Une tendance haussière qui devrait être confortée par les efforts de mobilisation accrue des recettes. En 2019, en effet, l’accent est mis sur l’optimisation des recettes. Dans le cadre de l’exercice de la LFP 2019, l’exécutif va mettre en place un dispositif d’amélioration des opérations de collecte des recettes et de rationalisation des exonérations et des régimes de faveur.

Des mesures ont prises pour atteindre cet horizon. Parmi elles, la taxation des transferts de fonds quel que soit le mode utilisé (espèce ou virement bancaire). La LFP 2019 révèle par ailleurs que l’exécutif a abrogé les régimes d’exonérations fiscales, à l’exception du secteur touristique et des activités des zones économiques spéciales.

Si les recettes sont en hausse en 2019, l’Etat tient cependant à maitriser les dépenses publiques. Dans ce sens, l’exécutif poursuivra les mesures de réduction du train de vie de l’Etat, à travers la restructuration de la dette et la maîtrise des dépenses de personnel et de transferts.

S’agissant de l’allègement du train de vie de l’Etat, celui-ci se traduira par le plafonnement à l’acquisition des véhicules administratifs à 30 millions francs CFA, mais aussi, la limitation des voyages en classe affaires aux seuls membres du gouvernement. Objectif : réguler et contenir le rythme de progression des frais de déplacement et poursuite de la révision des contrats des baux administratifs.

La maitrise des dépenses publiques accorde un volet à la restructuration de la dette intérieure. Il est question de poursuivre l’apurement de la dette intérieure à hauteur de 5 milliards francs CFA par mois et lancer un nouvel audit de la dette intérieure sur la période 2016-2017.

Autre volet contenu dans la maîtrise des dépenses publiques, la réduction des dépenses de personnel et de transferts. Ici, l’exécutif a pris un certain nombre de textes réglementaires visant à ramener le ratio masse salariale/recettes fiscales à 49% en 2019, contre 54% en 2018. L’objectif visé ici est d’atteindre la cible de 35% fixée par la Communauté économique et monétaire de l’Afrique centrale (Cemac).
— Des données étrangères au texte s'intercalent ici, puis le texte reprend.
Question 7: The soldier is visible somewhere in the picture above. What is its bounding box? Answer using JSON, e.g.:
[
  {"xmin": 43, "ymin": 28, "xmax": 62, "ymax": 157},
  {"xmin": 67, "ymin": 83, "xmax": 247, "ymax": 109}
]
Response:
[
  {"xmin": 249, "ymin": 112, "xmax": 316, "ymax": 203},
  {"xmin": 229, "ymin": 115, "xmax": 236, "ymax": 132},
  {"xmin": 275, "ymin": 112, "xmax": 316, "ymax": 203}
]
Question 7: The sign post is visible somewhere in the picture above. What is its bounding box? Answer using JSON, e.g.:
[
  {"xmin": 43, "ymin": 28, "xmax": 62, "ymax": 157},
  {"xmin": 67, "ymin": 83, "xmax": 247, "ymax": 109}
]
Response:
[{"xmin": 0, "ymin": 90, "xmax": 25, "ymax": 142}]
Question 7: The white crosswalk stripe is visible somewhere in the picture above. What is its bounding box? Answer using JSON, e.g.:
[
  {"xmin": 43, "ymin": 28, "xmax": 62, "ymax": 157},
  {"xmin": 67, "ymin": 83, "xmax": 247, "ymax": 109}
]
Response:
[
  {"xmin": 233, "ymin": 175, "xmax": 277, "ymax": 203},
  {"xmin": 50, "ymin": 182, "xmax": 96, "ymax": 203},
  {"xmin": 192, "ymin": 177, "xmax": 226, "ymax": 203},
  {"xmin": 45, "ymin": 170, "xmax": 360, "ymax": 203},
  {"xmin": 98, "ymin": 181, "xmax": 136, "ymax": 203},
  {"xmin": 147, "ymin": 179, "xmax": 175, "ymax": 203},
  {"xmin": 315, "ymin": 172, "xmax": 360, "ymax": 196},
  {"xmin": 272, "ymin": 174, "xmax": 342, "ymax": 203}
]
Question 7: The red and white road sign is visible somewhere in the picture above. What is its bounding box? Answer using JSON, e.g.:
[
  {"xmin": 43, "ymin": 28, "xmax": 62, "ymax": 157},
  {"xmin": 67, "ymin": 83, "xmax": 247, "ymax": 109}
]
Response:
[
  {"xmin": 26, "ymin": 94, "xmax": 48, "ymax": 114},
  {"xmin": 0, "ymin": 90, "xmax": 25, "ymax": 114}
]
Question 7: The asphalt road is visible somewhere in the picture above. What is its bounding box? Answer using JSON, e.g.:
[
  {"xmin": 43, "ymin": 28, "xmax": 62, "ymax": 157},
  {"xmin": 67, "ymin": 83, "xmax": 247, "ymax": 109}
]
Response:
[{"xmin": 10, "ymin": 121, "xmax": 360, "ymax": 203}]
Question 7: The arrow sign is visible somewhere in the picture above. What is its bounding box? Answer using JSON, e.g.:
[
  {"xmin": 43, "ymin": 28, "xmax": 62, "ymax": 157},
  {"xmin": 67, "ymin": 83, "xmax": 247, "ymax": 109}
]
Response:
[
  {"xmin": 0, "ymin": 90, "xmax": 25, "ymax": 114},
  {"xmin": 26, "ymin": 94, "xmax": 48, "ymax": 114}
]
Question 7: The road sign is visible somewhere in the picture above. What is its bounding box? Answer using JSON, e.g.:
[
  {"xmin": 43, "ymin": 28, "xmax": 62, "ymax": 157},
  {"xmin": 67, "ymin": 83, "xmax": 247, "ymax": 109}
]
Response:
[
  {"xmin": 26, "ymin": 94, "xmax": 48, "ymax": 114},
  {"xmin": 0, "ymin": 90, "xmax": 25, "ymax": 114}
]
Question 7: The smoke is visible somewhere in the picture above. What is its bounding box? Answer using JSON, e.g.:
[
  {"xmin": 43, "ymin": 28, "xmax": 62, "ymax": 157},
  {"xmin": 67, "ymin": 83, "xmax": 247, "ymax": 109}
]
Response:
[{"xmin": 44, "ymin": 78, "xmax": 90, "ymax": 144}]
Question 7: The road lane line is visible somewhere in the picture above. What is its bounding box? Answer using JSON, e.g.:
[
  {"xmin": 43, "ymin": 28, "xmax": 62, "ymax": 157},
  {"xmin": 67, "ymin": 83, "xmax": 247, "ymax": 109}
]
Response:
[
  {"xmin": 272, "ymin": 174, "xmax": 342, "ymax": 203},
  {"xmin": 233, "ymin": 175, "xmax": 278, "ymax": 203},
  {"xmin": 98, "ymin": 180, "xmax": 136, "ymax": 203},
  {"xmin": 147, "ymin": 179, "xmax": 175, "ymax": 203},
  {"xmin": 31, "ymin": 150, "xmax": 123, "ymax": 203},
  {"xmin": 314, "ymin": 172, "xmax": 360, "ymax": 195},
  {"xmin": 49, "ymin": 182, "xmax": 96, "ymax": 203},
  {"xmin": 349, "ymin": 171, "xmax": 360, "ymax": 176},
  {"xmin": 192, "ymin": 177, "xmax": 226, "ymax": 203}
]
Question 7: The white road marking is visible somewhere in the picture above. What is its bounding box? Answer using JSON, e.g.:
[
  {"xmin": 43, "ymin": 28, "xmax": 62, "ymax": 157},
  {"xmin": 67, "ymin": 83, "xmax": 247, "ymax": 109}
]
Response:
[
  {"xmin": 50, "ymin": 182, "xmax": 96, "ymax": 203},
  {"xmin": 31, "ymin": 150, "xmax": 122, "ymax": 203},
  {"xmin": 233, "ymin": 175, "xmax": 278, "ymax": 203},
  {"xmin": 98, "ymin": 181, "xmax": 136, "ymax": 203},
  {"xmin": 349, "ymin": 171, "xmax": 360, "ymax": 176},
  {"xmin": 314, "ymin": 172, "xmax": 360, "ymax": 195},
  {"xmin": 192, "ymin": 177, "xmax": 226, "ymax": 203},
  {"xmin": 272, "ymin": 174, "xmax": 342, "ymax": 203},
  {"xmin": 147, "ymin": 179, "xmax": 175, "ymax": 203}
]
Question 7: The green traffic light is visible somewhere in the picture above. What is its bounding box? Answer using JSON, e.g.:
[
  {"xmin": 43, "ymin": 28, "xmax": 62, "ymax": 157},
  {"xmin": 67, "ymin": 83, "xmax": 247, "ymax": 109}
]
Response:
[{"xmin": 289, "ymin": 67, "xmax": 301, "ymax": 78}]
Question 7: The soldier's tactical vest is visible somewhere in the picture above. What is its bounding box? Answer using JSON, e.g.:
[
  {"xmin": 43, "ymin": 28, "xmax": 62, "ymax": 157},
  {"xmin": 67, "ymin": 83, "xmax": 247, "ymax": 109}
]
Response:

Pour y arriver, le gouvernement a pris plusieurs mesures parmi lesquelles, la retraite systématique pour les agents atteints par la limite d’âge, le contrôle de présence au poste et actualisation du fichier des agents publics, la rupture des engagements pour les agents civils contractuels âgés de plus de 60 ans, l’encadrement renforcé des recrutements et des détachements, la suppression des corps de la Fonction publique dédiés à certains emplois intégralement externalisés dans les établissements publics.

 
 

1 Commentaire

  1. Ikobey dit :

    Tout ça est très aléatoire, si l’on peut en principe contrôler les dépenses, il est
    impossible de prévoir les recettes de l’Etat qui dépendent en grande partie de la vente du pétrole dont les cours sont particulièrement instables.